Cisco shares gained 10.3% after trading opened on Thursday, marking the stock’s biggest intraday jump since March 2020.
The workforce reduction isn’t about trying to boost profits, according to Chief Financial Officer Scott Herren. Cisco needs to rapidly shift further into cybersecurity, cloud systems and artificial intelligence-related products, so it’s freeing up resources to do that, he said in an interview.
The cuts will reduce Cisco’s headcount of 90,400 by about 7% — indicating a loss of more than 6,300 jobs. The move will bring short-term costs of about $1 billion, Cisco said. It also has been digesting the purchase of Splunk Inc., which it acquired earlier this year.
Even with the push to sell more software and services, Cisco still counts on installations of new equipment for much of its revenue. On that front, it saw improvement in the latest quarter — a sign corporate customers are investing in their networks again. They had previously been more focused on installing gear they’ve already purchased.

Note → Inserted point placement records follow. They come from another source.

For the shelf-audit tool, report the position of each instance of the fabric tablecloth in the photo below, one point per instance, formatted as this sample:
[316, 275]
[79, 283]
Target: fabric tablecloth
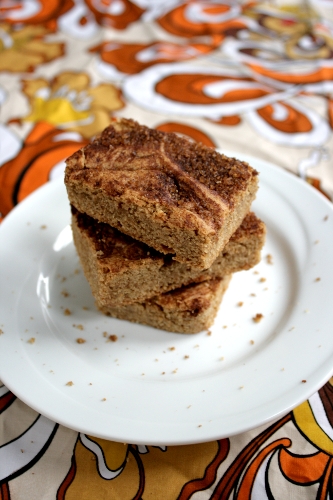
[249, 77]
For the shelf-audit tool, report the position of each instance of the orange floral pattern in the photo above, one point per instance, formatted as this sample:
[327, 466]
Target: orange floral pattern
[23, 49]
[42, 150]
[70, 102]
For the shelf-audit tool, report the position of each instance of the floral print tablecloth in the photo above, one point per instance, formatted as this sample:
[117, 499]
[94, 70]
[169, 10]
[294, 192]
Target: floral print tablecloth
[254, 77]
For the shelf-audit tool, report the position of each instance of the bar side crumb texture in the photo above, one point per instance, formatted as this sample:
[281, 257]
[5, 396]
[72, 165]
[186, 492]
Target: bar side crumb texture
[188, 309]
[121, 270]
[177, 196]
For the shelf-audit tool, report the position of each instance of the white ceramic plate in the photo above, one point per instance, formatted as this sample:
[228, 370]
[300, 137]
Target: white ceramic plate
[137, 389]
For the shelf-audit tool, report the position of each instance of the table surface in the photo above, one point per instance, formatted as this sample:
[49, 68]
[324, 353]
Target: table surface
[255, 78]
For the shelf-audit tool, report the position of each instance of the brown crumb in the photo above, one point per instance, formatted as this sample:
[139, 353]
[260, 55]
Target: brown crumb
[269, 259]
[258, 317]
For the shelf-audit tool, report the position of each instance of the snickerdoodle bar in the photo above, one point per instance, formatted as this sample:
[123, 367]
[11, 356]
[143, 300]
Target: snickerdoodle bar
[177, 196]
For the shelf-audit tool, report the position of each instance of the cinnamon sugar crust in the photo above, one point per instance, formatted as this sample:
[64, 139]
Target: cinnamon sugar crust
[175, 195]
[121, 270]
[189, 309]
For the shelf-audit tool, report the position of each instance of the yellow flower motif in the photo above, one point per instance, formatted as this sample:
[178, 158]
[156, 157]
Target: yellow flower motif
[69, 102]
[24, 49]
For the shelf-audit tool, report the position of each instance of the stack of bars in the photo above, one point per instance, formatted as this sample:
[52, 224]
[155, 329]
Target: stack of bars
[160, 224]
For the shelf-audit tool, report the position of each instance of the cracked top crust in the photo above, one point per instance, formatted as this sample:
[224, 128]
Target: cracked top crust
[162, 170]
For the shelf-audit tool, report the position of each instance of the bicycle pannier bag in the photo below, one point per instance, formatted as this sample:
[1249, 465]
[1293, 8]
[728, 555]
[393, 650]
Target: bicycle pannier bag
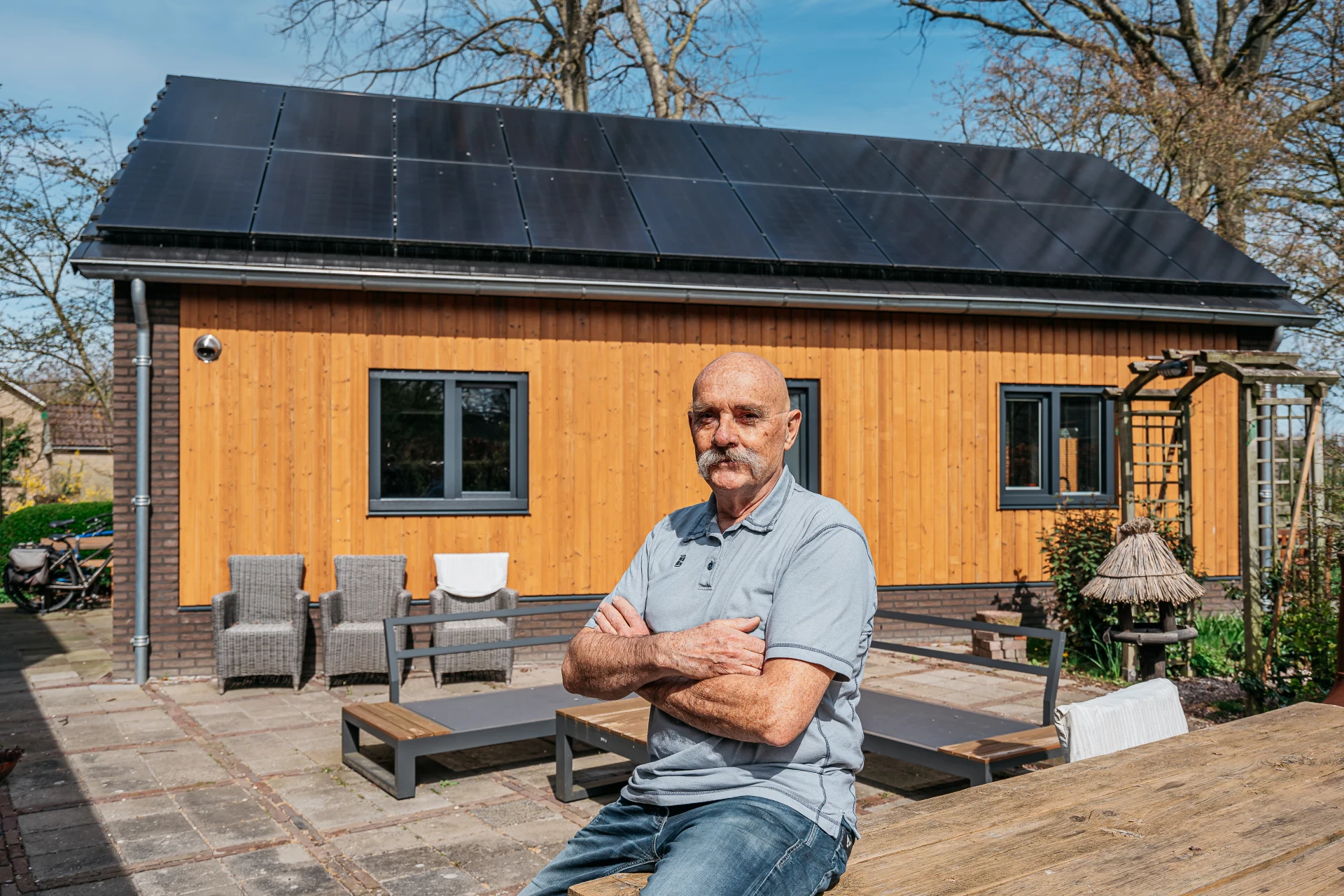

“The period of inventory digestion by our customers is now largely behind us,” Chief Executive Officer Chuck Robbins said on a call with analysts. He pointed to strong demand across all regions and major product lines, including from government clients.

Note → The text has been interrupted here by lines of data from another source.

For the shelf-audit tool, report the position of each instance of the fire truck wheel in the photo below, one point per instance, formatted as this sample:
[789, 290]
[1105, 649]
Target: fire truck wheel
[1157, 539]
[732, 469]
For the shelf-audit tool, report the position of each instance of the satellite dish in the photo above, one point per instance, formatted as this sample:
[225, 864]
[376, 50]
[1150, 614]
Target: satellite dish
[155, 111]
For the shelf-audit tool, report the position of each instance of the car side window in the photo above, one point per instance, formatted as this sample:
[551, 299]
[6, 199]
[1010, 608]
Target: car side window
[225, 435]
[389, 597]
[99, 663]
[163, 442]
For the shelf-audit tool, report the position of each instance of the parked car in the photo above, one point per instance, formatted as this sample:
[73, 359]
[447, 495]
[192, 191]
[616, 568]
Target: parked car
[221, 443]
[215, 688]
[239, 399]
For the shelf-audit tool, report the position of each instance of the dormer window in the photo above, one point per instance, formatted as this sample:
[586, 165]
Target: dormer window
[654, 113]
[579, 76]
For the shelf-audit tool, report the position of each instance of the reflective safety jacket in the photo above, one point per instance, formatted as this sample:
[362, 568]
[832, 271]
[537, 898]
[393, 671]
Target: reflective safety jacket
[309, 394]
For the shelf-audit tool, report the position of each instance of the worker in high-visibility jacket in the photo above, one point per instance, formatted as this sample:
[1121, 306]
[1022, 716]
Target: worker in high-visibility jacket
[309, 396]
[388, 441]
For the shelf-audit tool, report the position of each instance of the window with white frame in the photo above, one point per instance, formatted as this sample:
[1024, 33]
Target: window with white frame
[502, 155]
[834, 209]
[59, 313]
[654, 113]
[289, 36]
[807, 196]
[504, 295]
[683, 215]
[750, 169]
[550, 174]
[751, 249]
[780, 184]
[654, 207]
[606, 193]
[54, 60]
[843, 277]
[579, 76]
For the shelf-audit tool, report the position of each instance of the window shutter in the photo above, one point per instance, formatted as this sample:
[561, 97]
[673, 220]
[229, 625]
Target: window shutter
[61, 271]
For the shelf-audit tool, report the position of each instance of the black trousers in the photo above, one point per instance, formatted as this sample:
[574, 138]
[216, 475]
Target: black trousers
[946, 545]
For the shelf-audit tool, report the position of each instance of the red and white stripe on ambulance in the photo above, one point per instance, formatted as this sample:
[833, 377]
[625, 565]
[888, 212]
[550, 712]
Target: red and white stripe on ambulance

Though revenue declined 10% to $13.6 billion in the fourth quarter, that beat the $13.53 billion that analysts had predicted. Profit was 87 cents a share, minus some items. Wall Street projected 85 cents.

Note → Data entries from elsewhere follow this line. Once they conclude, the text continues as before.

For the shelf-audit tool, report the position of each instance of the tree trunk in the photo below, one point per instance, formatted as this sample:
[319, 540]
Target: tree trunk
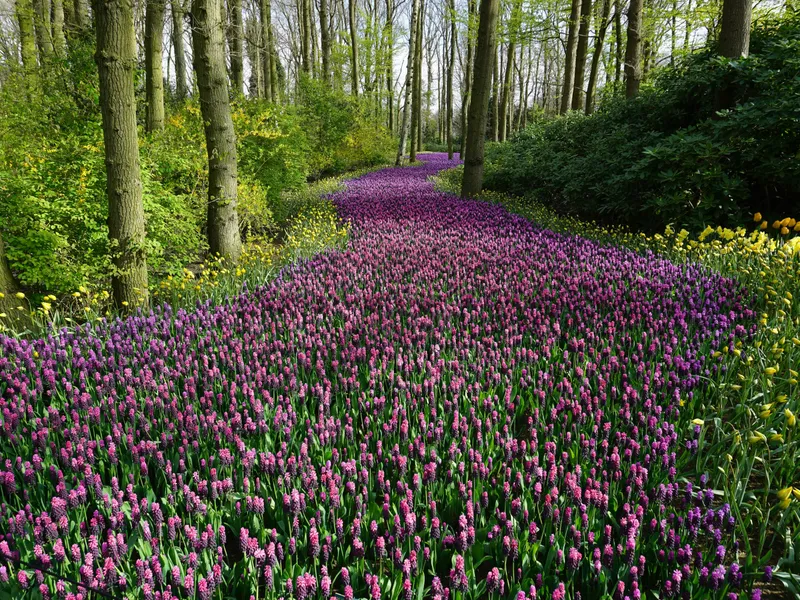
[450, 69]
[466, 95]
[734, 36]
[236, 46]
[154, 76]
[580, 56]
[265, 8]
[209, 64]
[617, 43]
[325, 40]
[572, 48]
[7, 282]
[41, 17]
[59, 39]
[412, 42]
[351, 4]
[472, 182]
[633, 51]
[598, 53]
[390, 62]
[116, 64]
[24, 11]
[253, 39]
[181, 86]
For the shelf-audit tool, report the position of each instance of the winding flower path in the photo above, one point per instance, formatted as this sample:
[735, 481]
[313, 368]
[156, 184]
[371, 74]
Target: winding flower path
[458, 400]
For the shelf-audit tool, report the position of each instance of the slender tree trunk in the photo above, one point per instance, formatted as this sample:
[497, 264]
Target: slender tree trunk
[572, 48]
[253, 40]
[734, 36]
[236, 46]
[412, 42]
[116, 63]
[265, 8]
[466, 96]
[325, 41]
[24, 13]
[154, 76]
[617, 44]
[7, 282]
[351, 5]
[450, 69]
[633, 52]
[181, 86]
[598, 53]
[209, 65]
[580, 56]
[59, 39]
[495, 96]
[472, 182]
[42, 23]
[390, 62]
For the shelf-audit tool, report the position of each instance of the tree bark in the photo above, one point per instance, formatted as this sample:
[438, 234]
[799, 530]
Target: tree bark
[450, 69]
[572, 48]
[209, 64]
[266, 54]
[41, 19]
[116, 63]
[472, 182]
[59, 39]
[580, 56]
[24, 12]
[325, 40]
[154, 76]
[408, 87]
[598, 53]
[466, 95]
[181, 86]
[351, 4]
[734, 36]
[633, 51]
[236, 46]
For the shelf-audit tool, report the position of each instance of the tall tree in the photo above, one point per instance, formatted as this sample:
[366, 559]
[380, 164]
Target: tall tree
[450, 68]
[153, 57]
[351, 5]
[178, 13]
[633, 51]
[572, 48]
[59, 38]
[472, 182]
[24, 11]
[467, 83]
[325, 40]
[267, 68]
[580, 54]
[212, 82]
[41, 18]
[734, 36]
[236, 46]
[602, 27]
[409, 83]
[116, 64]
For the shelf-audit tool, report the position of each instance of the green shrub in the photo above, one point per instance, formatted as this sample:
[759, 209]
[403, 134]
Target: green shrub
[668, 156]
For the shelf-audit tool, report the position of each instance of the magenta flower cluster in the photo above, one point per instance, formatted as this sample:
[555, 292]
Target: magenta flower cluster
[458, 405]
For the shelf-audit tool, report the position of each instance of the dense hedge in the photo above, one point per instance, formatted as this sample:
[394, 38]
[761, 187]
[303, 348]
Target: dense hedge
[669, 155]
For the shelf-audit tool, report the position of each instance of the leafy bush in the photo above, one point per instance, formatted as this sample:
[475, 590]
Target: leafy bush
[669, 156]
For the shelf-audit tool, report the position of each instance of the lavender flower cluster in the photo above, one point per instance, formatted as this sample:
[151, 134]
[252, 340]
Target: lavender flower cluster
[458, 405]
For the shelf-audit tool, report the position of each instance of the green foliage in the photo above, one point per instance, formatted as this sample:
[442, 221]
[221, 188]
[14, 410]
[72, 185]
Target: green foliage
[669, 155]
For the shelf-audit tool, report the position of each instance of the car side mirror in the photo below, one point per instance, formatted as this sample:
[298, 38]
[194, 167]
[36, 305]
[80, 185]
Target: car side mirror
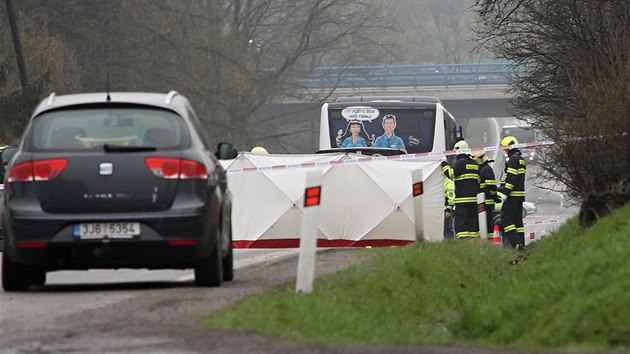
[226, 151]
[7, 154]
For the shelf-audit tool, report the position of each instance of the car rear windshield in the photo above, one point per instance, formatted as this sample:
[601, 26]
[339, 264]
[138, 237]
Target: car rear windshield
[84, 129]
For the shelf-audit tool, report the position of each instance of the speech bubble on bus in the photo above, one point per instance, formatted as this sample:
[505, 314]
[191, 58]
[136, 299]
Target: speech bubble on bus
[360, 113]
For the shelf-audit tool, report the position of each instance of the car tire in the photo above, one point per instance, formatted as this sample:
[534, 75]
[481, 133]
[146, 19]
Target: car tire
[14, 276]
[208, 271]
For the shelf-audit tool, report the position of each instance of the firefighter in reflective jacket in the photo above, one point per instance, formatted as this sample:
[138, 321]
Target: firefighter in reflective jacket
[511, 195]
[466, 189]
[487, 185]
[449, 200]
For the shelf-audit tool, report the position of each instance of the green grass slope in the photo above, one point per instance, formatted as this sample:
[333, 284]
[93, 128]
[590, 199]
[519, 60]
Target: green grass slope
[570, 292]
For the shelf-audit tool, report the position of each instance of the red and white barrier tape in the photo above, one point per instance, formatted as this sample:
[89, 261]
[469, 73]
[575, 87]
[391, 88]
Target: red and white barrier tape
[421, 155]
[545, 222]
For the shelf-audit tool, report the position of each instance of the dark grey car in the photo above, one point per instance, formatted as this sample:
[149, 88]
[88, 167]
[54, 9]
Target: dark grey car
[116, 180]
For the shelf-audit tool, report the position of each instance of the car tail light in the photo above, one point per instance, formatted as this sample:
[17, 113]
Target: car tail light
[41, 170]
[170, 168]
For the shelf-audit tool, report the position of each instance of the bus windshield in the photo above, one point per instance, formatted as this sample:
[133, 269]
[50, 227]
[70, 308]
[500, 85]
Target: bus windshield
[414, 126]
[522, 135]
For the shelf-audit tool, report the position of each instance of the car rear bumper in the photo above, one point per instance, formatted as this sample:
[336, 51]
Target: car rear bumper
[164, 242]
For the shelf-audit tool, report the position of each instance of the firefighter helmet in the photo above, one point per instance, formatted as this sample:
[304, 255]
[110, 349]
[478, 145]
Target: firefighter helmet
[509, 140]
[461, 145]
[480, 157]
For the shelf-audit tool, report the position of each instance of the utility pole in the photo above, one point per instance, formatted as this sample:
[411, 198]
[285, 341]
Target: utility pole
[15, 35]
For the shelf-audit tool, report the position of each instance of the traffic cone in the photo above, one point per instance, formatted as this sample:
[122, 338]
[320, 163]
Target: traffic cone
[496, 237]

Cisco reported a 14% gain in orders, a closely watched indicator of future revenue. Orders had been flat in the third quarter compared with a year earlier, excluding the newly acquired Splunk. Without Splunk, orders were up 6% in the fourth quarter, Cisco said.
In the first quarter, profit will be 86 cents to 88 cents a share, excluding some items, Cisco said. That compares with a prediction of 85 cents. For fiscal 2025, revenue will range as high as $56.2 billion, a projection that is above Wall Street’s consensus estimate.
The company is trying to persuade investors that new products and services will help Cisco benefit from spending on data centers and artificial intelligence. Unlike some hardware makers, notably Nvidia Corp., the company hasn’t yet been able to point to multiple billions of revenue from that area.
Cisco’s management team has tried to focus investor attention on its deferred revenue, which they say shows the success of a shift from one-time purchases to long-term contracts.